パソコンと私


 このテーマで行くと多分また一つコーナーができそうなほど、私はパソコンと仲良しだ。
暇さえあれば1日中パソコンばかりやっているし、今の私の友人や知人のほとんどが、このパソコンを通じて知り合っている。
 私がパソコンというものを初めて使ったのは、小学校2年生の頃、学校に置いてあったPC-9801シリーズのもので、その当時導入されたばかりの点字プリンターから自分で書いた点字を出力したのが始まりだった。
そのパソコンは、フロッピーディスクが2枚入るタイプで、ドライブ1にシステムディスクを、ドライブ2にデータディスクを入れて起動する方式になっていた。
もちろん言うまでもなく、HDDは内蔵されていないタイプで、高知システム開発の大きな音声装置がつながっていた。
多分あの点訳ソフトは、今考えてみるとMS-DOSで動くシステムだったと思う。
それまで先生方が普通文字の文章を打つのにコンピューターを使っているのは見たことがあったが、自分自身で使ったのはこのときが初めてだった。
確かこのときは、自分の名前を点字で書いて、それを打ち出して感動していたように思う。
 それから数年が過ぎ、中学1年の授業で、AOKという視覚障害者専用ワープロの使い方を本気で学習したときには、自分で普通文字の手紙を、しかも漢字かな交じりで書けたことに、本当に感激したものだった。

 そんなパソコンが私の家にやってきたのは、高校2年の2月のだった。
そのときは、英語の辞書を何とか楽に引けないかということで、両親にねだって買ってもらったのだが、私はこのパソコンというものに、完全にはまりこんでしまった。
最初はワープロソフトを使って自分で文字を書いたり、OCRソフトを使って印刷物を読ませたりする程度の活用だったのだが、そのうち暇になって来るにつれ、Bドライブに入っていたMS-DOSに興味を持ち始めた。
なんでこんな時代にMS-DOSかというと、私がパソコンを購入した1999年の冬頃は、ちょうど視覚障害者のソフトの世界でもWindows上で動作するものが次々と発売され始めた頃で、まだWindowsだけでは私たちができないことがあった。
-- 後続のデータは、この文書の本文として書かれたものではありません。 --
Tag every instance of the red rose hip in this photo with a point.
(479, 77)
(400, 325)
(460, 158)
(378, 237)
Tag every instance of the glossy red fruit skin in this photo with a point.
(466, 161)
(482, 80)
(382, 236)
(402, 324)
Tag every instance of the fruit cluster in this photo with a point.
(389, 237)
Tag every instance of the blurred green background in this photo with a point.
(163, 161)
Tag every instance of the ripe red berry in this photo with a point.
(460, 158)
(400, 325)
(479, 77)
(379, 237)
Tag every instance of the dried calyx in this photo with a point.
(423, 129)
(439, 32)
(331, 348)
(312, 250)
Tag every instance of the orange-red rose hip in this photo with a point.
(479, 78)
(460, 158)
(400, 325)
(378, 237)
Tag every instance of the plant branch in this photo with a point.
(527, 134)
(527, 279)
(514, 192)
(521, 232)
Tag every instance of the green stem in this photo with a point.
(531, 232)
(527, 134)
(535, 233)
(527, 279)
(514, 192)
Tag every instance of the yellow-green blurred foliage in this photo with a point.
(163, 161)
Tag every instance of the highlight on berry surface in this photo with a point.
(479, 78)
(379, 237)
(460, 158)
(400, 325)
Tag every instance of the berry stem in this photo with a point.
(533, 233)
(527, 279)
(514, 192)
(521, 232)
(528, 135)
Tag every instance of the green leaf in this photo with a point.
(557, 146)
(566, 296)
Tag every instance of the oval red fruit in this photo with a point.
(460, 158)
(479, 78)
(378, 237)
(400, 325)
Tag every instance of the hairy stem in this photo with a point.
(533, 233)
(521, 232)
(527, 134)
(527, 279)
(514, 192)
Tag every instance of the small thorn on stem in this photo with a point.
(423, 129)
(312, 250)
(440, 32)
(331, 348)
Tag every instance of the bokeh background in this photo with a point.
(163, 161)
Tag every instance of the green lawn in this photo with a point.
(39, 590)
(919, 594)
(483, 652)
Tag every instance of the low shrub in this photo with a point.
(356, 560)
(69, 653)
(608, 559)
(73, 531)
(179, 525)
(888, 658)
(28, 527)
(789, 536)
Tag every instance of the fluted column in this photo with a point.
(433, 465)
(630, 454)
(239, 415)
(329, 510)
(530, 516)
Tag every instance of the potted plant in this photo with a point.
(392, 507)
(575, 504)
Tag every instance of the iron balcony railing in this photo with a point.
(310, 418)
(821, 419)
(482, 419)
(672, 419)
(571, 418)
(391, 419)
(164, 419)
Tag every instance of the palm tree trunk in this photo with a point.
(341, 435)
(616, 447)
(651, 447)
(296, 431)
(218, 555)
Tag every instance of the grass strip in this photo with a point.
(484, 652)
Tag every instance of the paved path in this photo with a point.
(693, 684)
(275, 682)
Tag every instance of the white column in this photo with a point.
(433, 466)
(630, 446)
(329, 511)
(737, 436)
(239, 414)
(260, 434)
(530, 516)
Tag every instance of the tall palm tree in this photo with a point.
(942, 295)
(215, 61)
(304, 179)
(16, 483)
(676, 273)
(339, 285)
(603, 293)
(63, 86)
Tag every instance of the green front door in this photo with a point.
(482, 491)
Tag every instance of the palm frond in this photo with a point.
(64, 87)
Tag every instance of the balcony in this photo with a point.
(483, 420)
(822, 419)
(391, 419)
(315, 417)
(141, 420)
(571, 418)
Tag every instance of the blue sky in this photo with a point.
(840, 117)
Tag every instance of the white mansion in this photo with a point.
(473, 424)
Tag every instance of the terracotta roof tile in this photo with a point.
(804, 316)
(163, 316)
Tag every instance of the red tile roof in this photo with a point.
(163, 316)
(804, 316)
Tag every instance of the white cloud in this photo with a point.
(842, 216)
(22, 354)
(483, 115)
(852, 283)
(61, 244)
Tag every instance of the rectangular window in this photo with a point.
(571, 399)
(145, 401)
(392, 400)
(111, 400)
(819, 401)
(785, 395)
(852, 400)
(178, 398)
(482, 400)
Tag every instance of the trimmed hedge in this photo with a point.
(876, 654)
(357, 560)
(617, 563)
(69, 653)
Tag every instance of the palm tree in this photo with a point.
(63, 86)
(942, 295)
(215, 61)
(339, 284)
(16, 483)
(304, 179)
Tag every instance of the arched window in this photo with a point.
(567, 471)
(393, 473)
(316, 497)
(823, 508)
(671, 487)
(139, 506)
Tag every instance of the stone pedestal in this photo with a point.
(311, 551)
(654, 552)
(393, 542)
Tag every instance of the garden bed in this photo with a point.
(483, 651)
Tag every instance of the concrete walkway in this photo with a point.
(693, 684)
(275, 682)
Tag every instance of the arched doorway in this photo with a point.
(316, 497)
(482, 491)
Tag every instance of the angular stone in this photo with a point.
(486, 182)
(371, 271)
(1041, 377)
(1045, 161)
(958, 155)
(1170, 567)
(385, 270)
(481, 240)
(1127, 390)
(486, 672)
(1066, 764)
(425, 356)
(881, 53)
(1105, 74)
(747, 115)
特に点訳作業についてはWindowsはまだ未発達で、MS-DOSの方がいいソフトがあったから、私はあえてBドライブにMS-DOSの入ったパソコンを買ったのである。
ってそんなことは当時全く分かっていなかったのだが、私が使いたいと思っていた点訳ソフトがWindows上で動かないから、購入した店の方でMS-DOSを入れたのである。
そして、この当時はWindowsに関する点訳された書籍はほとんど無かった。一方MS-DOSに関するものについては、ナイーブネット(当時の点訳広場)に置いてあったので、資料が手に入りやすかったのも私をいっそうMS-DOSにはまりこませた。
まず始めに私がはまりこんだのはバッチファイルだった。
簡単なテキストを書くだけで、あたかも自分がプログラマになったかのような気分を味わえるので、暇さえあれば私はバッチファイルを書いていた。
実際私はバッチファイルを使って、いくつかソフトを作って公開してきた。
 また、パソコンは私の進む道を大きく変えていった。
詳しくは就職活動体験日記のプロローグで書いたが、高校3年の4月、先輩が視覚障害者を対象としたパソコン関連事業を営む会社を設立したことがきっかけで、私もこの先輩のようになりたいと思い、情報処理学科に進むことになるのだ。